A quasi-civilian government took office in March 2011 and has pushed through a series of political and economic reforms. In response, Western countries have eased sanctions imposed on the previous military regime and foreign companies are now lining up to assess business prospects in the country.
Many are waiting for clarification of investment regulations before firming up their plans.
The latest version of the foreign investment bill, seen by Reuters on Friday, contains some changes to the draft that circulated earlier in the year.
It was not clear if this was the final version to be put to parliament, and further change is also possible during the parliamentary discussion.
One article bars foreign investors from investing in “small and medium industries and enterprises; agricultural and livestock business being carried on by local business people; retail business; and small and medium service enterprises”.
Some domestic firms had complained that they were not yet strong enough to compete with big foreign investors.
One proposed article would allow 100 percent foreign investment only for enterprises that involve high-tech industries beyond the reach of domestic investors. Currently all firms can be 100 percent foreign-owned.

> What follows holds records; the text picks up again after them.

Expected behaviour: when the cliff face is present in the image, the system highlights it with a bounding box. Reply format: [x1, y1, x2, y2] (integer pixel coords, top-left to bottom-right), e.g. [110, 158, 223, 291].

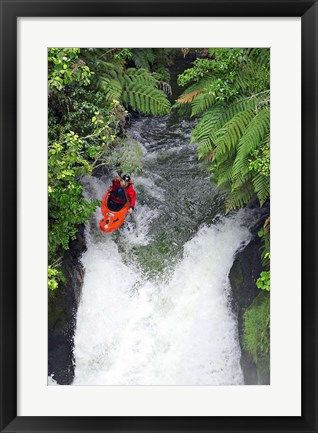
[48, 225, 86, 384]
[229, 218, 270, 385]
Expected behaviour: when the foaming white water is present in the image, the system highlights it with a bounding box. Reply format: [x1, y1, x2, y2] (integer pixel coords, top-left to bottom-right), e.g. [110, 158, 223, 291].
[48, 375, 59, 385]
[134, 176, 165, 201]
[73, 211, 251, 385]
[120, 204, 159, 246]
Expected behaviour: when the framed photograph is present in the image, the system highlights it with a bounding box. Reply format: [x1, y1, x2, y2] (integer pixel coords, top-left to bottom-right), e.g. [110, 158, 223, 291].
[0, 1, 317, 432]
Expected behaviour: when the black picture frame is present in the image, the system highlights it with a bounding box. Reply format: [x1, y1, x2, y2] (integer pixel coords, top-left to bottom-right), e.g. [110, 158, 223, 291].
[0, 0, 317, 432]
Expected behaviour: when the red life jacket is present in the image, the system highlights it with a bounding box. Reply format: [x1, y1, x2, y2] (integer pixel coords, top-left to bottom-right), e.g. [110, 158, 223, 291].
[109, 179, 136, 207]
[109, 179, 126, 204]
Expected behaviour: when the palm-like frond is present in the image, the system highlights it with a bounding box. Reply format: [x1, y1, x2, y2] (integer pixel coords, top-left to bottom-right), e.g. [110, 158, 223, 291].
[131, 48, 155, 69]
[191, 93, 269, 147]
[248, 48, 270, 68]
[197, 139, 213, 160]
[215, 155, 235, 188]
[214, 109, 256, 159]
[125, 68, 157, 87]
[231, 107, 270, 181]
[252, 172, 270, 206]
[188, 67, 270, 210]
[96, 64, 171, 116]
[191, 91, 216, 116]
[176, 89, 203, 104]
[122, 83, 170, 116]
[174, 74, 217, 108]
[99, 61, 125, 84]
[97, 77, 122, 101]
[225, 182, 255, 213]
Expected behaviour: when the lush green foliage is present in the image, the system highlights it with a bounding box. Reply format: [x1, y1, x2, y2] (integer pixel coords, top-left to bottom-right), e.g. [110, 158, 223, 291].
[48, 49, 129, 291]
[48, 48, 173, 291]
[80, 49, 172, 116]
[48, 49, 101, 290]
[258, 218, 270, 267]
[176, 48, 270, 212]
[48, 132, 99, 254]
[256, 218, 270, 292]
[177, 48, 247, 88]
[244, 218, 270, 366]
[96, 63, 171, 116]
[48, 48, 94, 91]
[256, 271, 270, 291]
[48, 266, 64, 292]
[243, 293, 270, 363]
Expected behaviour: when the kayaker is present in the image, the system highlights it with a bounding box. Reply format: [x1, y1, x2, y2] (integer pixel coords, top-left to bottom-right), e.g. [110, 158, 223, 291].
[107, 174, 136, 213]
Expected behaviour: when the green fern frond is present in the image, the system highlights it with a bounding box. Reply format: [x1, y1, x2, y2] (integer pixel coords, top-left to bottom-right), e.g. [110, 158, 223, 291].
[249, 48, 270, 68]
[191, 105, 227, 146]
[234, 69, 256, 93]
[96, 65, 170, 116]
[197, 139, 212, 160]
[173, 102, 193, 116]
[231, 108, 270, 181]
[125, 68, 158, 87]
[191, 91, 216, 116]
[225, 182, 254, 212]
[174, 74, 217, 108]
[179, 74, 217, 92]
[252, 172, 270, 206]
[131, 48, 155, 69]
[178, 48, 270, 211]
[122, 83, 170, 116]
[99, 60, 118, 72]
[233, 50, 270, 95]
[216, 155, 235, 188]
[97, 77, 123, 101]
[231, 169, 253, 191]
[214, 109, 256, 159]
[191, 94, 268, 145]
[98, 61, 124, 83]
[153, 64, 171, 83]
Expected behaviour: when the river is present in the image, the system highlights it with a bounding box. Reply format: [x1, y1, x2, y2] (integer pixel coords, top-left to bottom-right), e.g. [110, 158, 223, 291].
[71, 114, 255, 385]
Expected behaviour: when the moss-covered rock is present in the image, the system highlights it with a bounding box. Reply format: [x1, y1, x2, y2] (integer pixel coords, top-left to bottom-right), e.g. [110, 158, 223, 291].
[229, 232, 270, 385]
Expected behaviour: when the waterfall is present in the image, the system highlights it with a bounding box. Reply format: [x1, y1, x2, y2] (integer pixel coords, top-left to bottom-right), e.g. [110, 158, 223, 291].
[70, 116, 254, 386]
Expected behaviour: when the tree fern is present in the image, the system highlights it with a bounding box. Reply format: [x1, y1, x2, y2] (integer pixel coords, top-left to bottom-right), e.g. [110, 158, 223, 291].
[191, 93, 268, 149]
[122, 83, 170, 116]
[174, 74, 217, 107]
[131, 48, 155, 69]
[191, 91, 216, 116]
[225, 182, 255, 212]
[178, 49, 270, 211]
[98, 77, 122, 101]
[215, 155, 236, 188]
[252, 172, 270, 206]
[232, 108, 270, 180]
[197, 138, 213, 161]
[177, 89, 203, 104]
[125, 68, 157, 86]
[96, 63, 171, 116]
[214, 109, 256, 159]
[248, 48, 270, 68]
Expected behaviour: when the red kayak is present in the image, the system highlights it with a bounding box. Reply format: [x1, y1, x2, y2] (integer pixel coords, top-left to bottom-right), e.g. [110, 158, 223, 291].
[99, 189, 129, 233]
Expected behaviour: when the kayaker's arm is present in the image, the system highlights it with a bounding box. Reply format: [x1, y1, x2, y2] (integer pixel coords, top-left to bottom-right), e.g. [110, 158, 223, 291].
[126, 187, 136, 209]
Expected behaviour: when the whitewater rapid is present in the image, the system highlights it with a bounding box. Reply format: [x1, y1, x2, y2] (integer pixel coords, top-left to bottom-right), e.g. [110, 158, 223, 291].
[71, 116, 253, 386]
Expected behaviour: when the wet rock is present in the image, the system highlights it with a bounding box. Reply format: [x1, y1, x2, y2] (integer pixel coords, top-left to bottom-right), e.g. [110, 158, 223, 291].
[229, 220, 270, 385]
[48, 225, 86, 384]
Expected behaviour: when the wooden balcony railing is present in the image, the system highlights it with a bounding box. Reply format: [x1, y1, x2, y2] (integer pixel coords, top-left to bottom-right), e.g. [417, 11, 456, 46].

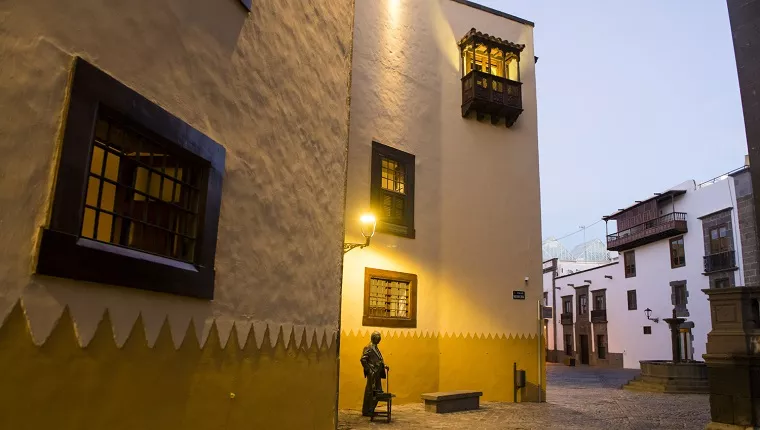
[703, 250, 737, 273]
[606, 212, 688, 252]
[461, 70, 523, 127]
[560, 313, 573, 325]
[591, 309, 607, 323]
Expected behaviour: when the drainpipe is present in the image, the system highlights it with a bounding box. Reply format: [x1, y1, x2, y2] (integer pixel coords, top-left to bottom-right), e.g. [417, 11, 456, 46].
[537, 299, 542, 403]
[551, 258, 558, 361]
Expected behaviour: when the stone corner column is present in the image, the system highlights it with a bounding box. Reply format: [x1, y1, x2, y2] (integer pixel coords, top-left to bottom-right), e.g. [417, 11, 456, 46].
[702, 287, 760, 429]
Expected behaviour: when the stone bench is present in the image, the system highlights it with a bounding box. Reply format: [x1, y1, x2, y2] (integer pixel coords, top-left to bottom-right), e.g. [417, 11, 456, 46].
[421, 390, 483, 413]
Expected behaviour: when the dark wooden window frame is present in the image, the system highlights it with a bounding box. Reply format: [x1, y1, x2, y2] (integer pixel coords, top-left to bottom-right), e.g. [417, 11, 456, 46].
[362, 268, 418, 328]
[669, 236, 686, 268]
[596, 334, 607, 359]
[370, 141, 415, 239]
[564, 333, 573, 355]
[674, 284, 687, 307]
[643, 326, 652, 335]
[624, 250, 636, 278]
[36, 57, 225, 300]
[627, 289, 637, 310]
[709, 224, 731, 254]
[592, 290, 606, 311]
[714, 278, 730, 289]
[562, 296, 573, 314]
[578, 294, 588, 315]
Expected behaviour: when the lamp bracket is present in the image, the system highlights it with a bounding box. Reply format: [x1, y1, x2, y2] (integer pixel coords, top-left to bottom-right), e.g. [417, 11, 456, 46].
[343, 237, 371, 254]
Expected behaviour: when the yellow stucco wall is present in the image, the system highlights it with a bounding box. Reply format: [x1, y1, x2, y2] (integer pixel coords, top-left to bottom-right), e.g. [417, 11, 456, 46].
[340, 0, 544, 408]
[0, 0, 354, 427]
[339, 330, 544, 409]
[0, 301, 338, 430]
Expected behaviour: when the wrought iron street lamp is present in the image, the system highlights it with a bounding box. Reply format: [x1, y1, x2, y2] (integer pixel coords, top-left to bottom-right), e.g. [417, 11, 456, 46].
[644, 308, 659, 323]
[343, 214, 376, 254]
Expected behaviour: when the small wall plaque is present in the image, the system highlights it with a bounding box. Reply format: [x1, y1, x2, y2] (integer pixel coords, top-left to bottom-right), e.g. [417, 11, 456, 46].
[513, 291, 526, 300]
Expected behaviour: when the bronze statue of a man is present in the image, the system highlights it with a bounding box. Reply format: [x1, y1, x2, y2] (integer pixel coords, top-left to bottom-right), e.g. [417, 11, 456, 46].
[360, 331, 389, 416]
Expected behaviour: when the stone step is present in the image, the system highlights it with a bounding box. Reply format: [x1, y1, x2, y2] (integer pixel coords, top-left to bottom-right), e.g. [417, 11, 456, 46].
[639, 376, 709, 386]
[622, 379, 708, 394]
[623, 381, 667, 393]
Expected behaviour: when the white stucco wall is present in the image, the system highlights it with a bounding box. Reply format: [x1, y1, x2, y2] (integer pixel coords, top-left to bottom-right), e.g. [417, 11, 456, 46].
[342, 0, 542, 337]
[543, 259, 611, 351]
[543, 176, 742, 368]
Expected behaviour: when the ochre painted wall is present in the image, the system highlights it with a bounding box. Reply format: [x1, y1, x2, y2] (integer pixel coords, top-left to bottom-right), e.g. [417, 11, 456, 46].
[340, 0, 543, 409]
[340, 330, 440, 408]
[0, 0, 354, 427]
[339, 330, 544, 409]
[0, 301, 338, 430]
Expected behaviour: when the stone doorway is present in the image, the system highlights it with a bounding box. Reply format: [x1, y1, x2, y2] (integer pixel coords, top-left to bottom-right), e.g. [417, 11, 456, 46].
[579, 335, 590, 365]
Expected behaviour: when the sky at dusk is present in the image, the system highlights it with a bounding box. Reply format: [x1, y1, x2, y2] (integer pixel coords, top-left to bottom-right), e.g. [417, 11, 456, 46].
[476, 0, 748, 248]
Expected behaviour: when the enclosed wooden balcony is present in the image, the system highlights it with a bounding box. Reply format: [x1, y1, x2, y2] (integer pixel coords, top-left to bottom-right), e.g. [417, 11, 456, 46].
[461, 71, 523, 127]
[458, 28, 525, 127]
[606, 212, 688, 252]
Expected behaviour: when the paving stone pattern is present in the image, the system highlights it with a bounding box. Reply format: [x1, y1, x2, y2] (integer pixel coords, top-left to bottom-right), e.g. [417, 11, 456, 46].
[338, 364, 710, 429]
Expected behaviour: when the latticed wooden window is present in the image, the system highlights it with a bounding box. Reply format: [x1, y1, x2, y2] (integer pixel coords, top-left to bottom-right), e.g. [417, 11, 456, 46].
[368, 277, 410, 318]
[363, 268, 417, 328]
[36, 57, 225, 300]
[82, 110, 203, 262]
[371, 142, 415, 238]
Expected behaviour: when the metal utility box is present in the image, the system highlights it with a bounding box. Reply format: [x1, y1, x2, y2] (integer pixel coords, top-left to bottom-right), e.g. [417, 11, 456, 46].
[514, 370, 526, 388]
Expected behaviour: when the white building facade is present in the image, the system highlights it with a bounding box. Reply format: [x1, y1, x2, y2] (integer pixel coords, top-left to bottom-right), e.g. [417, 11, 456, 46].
[543, 165, 757, 369]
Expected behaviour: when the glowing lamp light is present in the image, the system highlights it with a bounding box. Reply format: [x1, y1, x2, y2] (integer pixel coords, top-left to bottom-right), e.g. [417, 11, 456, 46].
[359, 214, 377, 239]
[344, 213, 376, 254]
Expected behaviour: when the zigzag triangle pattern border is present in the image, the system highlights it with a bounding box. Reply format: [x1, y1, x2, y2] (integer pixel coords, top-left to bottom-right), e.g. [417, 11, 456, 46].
[0, 299, 337, 352]
[341, 328, 539, 340]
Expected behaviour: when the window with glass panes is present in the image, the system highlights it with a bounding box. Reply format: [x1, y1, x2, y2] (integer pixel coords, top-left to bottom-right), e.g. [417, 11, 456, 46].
[82, 109, 202, 262]
[371, 142, 415, 238]
[670, 236, 685, 268]
[35, 57, 224, 300]
[624, 251, 636, 278]
[363, 268, 417, 328]
[593, 292, 605, 310]
[710, 225, 730, 253]
[380, 157, 405, 220]
[562, 297, 572, 314]
[578, 294, 588, 314]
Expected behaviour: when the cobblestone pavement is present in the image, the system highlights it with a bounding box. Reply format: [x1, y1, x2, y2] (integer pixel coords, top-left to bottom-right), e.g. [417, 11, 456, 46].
[338, 364, 710, 429]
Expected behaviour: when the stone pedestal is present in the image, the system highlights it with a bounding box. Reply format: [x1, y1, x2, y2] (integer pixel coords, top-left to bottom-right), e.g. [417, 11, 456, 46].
[703, 287, 760, 429]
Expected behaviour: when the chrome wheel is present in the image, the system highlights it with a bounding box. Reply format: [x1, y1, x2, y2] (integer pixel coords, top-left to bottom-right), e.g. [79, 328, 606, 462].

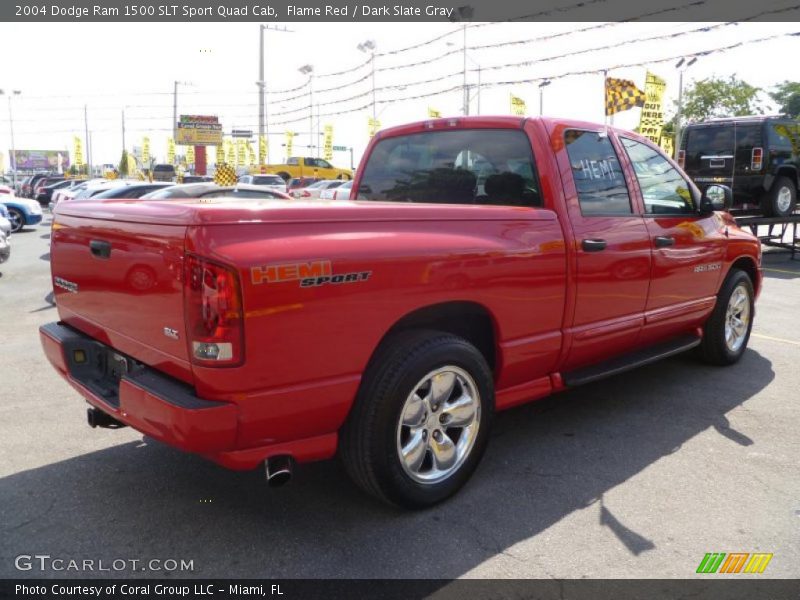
[776, 186, 792, 214]
[724, 284, 751, 353]
[396, 366, 481, 485]
[7, 208, 23, 233]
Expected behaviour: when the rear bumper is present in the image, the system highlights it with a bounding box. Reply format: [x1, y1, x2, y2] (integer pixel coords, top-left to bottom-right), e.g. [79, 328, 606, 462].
[40, 322, 238, 454]
[25, 213, 43, 226]
[39, 322, 339, 469]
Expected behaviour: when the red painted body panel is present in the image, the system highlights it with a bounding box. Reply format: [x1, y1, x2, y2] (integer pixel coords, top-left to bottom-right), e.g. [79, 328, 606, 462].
[43, 116, 762, 469]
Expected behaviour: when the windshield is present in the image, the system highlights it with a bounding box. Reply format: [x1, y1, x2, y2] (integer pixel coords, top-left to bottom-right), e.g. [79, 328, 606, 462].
[251, 176, 284, 185]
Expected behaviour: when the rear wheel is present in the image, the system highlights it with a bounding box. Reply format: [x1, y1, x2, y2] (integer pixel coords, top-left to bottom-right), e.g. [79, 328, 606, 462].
[699, 269, 754, 365]
[7, 208, 24, 233]
[340, 330, 493, 508]
[764, 176, 796, 217]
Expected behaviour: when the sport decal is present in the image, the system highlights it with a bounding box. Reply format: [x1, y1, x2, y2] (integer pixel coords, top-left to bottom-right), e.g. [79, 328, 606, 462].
[251, 260, 371, 288]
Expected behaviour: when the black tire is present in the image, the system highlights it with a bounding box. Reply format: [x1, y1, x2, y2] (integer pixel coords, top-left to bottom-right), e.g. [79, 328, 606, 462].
[699, 269, 754, 366]
[763, 176, 797, 217]
[7, 207, 24, 233]
[340, 330, 494, 508]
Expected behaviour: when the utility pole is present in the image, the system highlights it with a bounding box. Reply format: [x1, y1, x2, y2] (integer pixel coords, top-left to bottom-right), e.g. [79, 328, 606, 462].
[298, 64, 314, 154]
[462, 24, 468, 116]
[121, 108, 126, 153]
[0, 90, 21, 187]
[357, 40, 378, 123]
[538, 80, 551, 116]
[674, 57, 697, 154]
[173, 81, 178, 138]
[258, 25, 292, 165]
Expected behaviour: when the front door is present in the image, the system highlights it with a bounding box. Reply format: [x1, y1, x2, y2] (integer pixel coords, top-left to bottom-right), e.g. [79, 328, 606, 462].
[618, 136, 727, 343]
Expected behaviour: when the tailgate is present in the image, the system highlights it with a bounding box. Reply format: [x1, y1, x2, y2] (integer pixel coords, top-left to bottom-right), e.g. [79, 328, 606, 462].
[683, 125, 735, 186]
[51, 212, 191, 382]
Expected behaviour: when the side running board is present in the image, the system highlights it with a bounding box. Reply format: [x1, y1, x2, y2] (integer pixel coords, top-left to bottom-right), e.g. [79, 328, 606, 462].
[562, 334, 701, 387]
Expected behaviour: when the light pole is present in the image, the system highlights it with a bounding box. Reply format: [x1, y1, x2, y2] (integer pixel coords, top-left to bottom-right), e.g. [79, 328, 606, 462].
[447, 34, 481, 115]
[258, 25, 292, 165]
[0, 89, 21, 188]
[538, 80, 551, 116]
[173, 80, 194, 139]
[448, 5, 473, 116]
[674, 57, 698, 153]
[357, 40, 377, 123]
[298, 64, 314, 153]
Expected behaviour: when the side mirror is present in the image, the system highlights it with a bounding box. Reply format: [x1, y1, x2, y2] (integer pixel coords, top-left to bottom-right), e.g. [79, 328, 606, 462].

Otherwise the bill allows foreign investors to set up joint ventures with the government or citizens. “The foreign capital shall be at least 35 percent of the total capital if a joint-venture is formed,” it said.
Foreign investors can lease land for 50 years initially, and can extend that for two 10-year terms, depending on the nature of the business and the size of the investment.
A previous draft allowed for an initial lease of just 30 years and allowed two 15-year extensions. The practice until now has been 30-year leases renewable twice, by five years each time.
The new bill would also let the authorities grant longer leases exceptionally to foreign investors wanting to operate in underdeveloped, remote areas.
Foreign companies will benefit from a five-year tax holiday from when their operations start on a commercial scale, and that period can be extended if there is some benefit to the country.